L’Italia è un paese di anziani.
L’allungamento delle aspettative di vita e il calo delle nascite stanno profondamente e rapidamente trasformando la demografia del nostro paese.
Di questo passo, nel 2050 oltre un terzo della popolazione italiana avrà più di 65 anni.
Le conseguenze di questa metamorfosi demografica sono destinate a lasciare un segno profondo sulla nostra società, e soprattutto sulle casse dello Stato.
In molti parlano di un bomba demografica pronta a esplodere già nel 2030.
L’allungamento della vita media degli anziani non è sempre sinonimo di un miglioramento della qualità di vita. Anzi, spesso è vero il contrario. Il rischio è quello di un aumento delle persone non autosufficienti, esposte al rischio di solitudine ed emarginazione sociale.
Chi si prenderà cura degli anziani?
Tradizionalmente, la cultura mediterranea ha affidato alla famiglia, e alla figura femminile in particolare, il compito di garantire il benessere degli anziani, ma i cambiamenti culturali e socio economici degli ultimi 50 anni – con l’entrata delle donne nel mondo del lavoro e il calo della natalità – hanno messo in crisi questo modello di “welfare familistico”.
D’altro canto, lo Stato fa molto poco per aiutare le famiglie che si devono prendere cura dei genitori anziani.
Non essendo possibile ospedalizzare circa 20 milioni di vecchietti che non presentano patologie gravi ma solo hanno bisogno di un piccolo aiuto, lo Stato dovrebbe in qualche modo sovvenzionare le cure e l’assistenza a domicilio.
Ma questo tipo di servizio pubblico, che esiste in altri paesi, è da noi praticamente inesistente. Ne gode appena il 2,7% della popolazione over 65.
La spesa per l’assistenza agli anziani ricade così sulle spalle delle famiglie italiane, che devono provvedere all’assistenza dei loro cari mediante il ricorso a badanti e assistenti familiari.
Nel 2020 la spesa per colf, badanti e babysitter regolarmente iscritte all’INPS da parte delle famiglie italiane è stata di 7,1 miliardi di euro.
Ma se includiamo anche la spesa per la componente irregolare quest’importo è almeno il doppio, circa 15 miliardi di euro. (Fonte: Fondazione Moressa)
Un sostegno alle famiglie per far emergere il lavoro in nero
Questo trasferimento di spesa assistenziale dal pubblico al privato permette allo Stato di risparmiare circa 10 miliardi di euro l’anno – questa è la cifra di cui lo Stato dovrebbe farsi carico se gli anziani accuditi in casa venissero ricoverati in struttura – ma presenta anche degli effetti negativi.
Uno di questi è la diffusione del lavoro in nero nel settore domestico.
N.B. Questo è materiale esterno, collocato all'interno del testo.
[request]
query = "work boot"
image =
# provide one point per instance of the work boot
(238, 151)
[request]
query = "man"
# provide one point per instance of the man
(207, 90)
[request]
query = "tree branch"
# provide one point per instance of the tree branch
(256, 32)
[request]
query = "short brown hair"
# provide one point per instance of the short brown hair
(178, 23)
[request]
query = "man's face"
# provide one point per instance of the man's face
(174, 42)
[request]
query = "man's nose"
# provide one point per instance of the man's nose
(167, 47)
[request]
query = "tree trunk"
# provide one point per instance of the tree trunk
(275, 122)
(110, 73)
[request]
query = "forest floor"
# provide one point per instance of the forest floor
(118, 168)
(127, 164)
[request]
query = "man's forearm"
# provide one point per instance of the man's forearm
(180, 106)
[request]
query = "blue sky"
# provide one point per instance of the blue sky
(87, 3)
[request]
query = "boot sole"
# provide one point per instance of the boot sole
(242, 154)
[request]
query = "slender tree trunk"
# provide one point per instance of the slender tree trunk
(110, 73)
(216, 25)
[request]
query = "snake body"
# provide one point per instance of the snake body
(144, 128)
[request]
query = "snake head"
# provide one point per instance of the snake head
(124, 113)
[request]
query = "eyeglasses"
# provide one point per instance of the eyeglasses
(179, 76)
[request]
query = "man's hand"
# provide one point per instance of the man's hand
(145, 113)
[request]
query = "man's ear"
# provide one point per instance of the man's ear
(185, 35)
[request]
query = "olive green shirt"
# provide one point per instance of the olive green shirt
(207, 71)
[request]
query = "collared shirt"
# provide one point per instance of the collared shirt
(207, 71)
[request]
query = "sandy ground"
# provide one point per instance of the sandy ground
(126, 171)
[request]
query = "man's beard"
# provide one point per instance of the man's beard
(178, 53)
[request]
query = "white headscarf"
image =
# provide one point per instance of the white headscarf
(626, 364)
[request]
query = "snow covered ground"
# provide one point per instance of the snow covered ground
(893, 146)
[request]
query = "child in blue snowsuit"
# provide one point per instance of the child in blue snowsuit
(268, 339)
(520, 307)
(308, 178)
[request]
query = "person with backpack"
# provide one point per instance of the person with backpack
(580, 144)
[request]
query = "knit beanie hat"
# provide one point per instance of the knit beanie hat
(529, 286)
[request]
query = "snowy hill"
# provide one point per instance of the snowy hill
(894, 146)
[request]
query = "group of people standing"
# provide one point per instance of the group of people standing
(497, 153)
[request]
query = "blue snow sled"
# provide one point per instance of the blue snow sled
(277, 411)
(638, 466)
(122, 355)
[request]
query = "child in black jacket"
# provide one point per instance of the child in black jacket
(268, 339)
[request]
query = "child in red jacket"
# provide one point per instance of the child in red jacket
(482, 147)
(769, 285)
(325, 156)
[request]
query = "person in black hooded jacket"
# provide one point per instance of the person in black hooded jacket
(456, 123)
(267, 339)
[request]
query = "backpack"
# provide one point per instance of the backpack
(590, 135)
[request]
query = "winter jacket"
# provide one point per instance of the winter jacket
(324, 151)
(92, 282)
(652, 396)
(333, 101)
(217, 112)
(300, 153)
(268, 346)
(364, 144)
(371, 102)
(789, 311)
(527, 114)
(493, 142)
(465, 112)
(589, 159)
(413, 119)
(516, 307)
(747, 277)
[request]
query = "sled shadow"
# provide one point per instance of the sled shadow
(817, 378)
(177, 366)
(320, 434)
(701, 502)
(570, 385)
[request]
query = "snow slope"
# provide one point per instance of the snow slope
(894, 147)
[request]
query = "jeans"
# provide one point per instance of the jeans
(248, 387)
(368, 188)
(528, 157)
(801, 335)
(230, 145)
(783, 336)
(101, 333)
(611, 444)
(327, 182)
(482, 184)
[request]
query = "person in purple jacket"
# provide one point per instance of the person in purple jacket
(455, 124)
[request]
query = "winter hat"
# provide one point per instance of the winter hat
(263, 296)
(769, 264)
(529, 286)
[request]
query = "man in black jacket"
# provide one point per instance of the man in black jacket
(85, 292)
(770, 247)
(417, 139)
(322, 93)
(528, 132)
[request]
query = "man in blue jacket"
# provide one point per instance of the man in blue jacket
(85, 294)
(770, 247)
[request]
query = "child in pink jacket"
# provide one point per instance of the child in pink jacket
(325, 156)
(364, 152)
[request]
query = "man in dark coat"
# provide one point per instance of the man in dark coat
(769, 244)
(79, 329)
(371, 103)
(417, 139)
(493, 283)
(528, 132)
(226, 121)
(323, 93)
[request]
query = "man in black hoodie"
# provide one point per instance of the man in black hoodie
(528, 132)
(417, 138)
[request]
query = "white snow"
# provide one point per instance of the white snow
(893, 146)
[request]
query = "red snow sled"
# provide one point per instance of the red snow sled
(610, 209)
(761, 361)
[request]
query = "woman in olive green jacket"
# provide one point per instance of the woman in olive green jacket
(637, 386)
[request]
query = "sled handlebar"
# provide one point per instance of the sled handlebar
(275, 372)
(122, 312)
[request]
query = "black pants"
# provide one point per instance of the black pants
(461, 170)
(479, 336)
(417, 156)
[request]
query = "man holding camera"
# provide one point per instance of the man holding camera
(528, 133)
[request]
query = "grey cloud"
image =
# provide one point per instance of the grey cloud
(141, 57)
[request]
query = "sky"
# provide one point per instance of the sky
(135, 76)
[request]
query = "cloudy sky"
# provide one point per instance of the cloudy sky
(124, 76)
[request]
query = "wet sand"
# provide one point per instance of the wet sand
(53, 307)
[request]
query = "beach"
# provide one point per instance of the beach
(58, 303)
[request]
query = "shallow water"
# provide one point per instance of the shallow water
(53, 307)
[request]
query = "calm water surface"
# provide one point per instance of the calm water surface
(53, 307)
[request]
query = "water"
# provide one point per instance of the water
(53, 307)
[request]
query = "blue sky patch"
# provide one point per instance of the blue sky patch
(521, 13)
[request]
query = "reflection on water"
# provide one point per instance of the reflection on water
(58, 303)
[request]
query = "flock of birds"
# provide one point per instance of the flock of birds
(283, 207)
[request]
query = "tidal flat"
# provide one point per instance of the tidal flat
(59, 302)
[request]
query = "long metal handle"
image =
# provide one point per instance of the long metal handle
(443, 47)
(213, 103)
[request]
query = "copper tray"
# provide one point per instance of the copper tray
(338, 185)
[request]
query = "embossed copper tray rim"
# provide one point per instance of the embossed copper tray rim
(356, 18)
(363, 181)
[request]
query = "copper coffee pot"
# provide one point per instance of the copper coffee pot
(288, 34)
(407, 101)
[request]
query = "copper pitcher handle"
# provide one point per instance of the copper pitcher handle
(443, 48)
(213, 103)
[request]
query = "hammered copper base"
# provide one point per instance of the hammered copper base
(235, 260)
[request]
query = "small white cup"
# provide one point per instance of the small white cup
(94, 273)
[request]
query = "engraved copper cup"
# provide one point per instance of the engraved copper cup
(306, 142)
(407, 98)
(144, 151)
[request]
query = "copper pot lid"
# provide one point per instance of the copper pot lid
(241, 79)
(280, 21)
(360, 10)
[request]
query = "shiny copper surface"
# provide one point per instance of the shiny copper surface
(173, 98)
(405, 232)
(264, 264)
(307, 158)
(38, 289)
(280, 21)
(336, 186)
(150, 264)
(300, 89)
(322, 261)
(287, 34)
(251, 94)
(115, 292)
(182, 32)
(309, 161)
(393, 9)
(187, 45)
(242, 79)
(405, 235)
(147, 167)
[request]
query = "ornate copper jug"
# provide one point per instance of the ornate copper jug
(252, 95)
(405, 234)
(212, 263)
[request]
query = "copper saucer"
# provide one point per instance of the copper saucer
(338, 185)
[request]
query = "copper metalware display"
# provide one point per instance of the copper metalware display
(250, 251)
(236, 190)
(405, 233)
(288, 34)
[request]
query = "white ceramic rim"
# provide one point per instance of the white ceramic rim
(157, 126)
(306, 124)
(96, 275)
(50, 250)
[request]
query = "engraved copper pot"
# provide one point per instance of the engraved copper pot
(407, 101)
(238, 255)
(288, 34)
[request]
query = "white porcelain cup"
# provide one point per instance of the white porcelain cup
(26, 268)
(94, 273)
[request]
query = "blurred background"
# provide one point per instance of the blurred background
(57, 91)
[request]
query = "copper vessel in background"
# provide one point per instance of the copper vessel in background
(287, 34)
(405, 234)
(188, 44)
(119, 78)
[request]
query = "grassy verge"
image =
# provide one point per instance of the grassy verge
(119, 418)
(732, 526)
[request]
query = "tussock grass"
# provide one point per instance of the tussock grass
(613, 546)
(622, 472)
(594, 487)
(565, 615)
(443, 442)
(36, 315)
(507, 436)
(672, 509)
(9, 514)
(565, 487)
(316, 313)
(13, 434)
Il costo di una badante convivente a tempo pieno, assunta con un contratto regolare, è di circa 1500 euro al mese.
Chiaramente si tratta di una spesa proibitiva per molte famiglie italiane, che si vedono costrette a ricorrere a forme di lavoro in nero per ridurre quella compente della spesa legata agli oneri contributivi.
Il risultato è un elevato tasso d’irregolarità nel settore domestico, circa il 57,6% secondo le stime Istat, e una perdita di gettito fiscale.
Nel 2020, il lavoro domestico ha determinato un gettito fiscale e contributivo pari a 1,5 miliardi di euro, che potrebbero arrivare a 3,6 miliardi se tutti i lavoratori domestici fossero in regola.
Per fare emergere il milione di lavoratori domestici ancora senza contratto (italiani e stranieri), occorrono misure di sostegno alle famiglie che rendano il lavoro nero meno conveniente di quello regolare.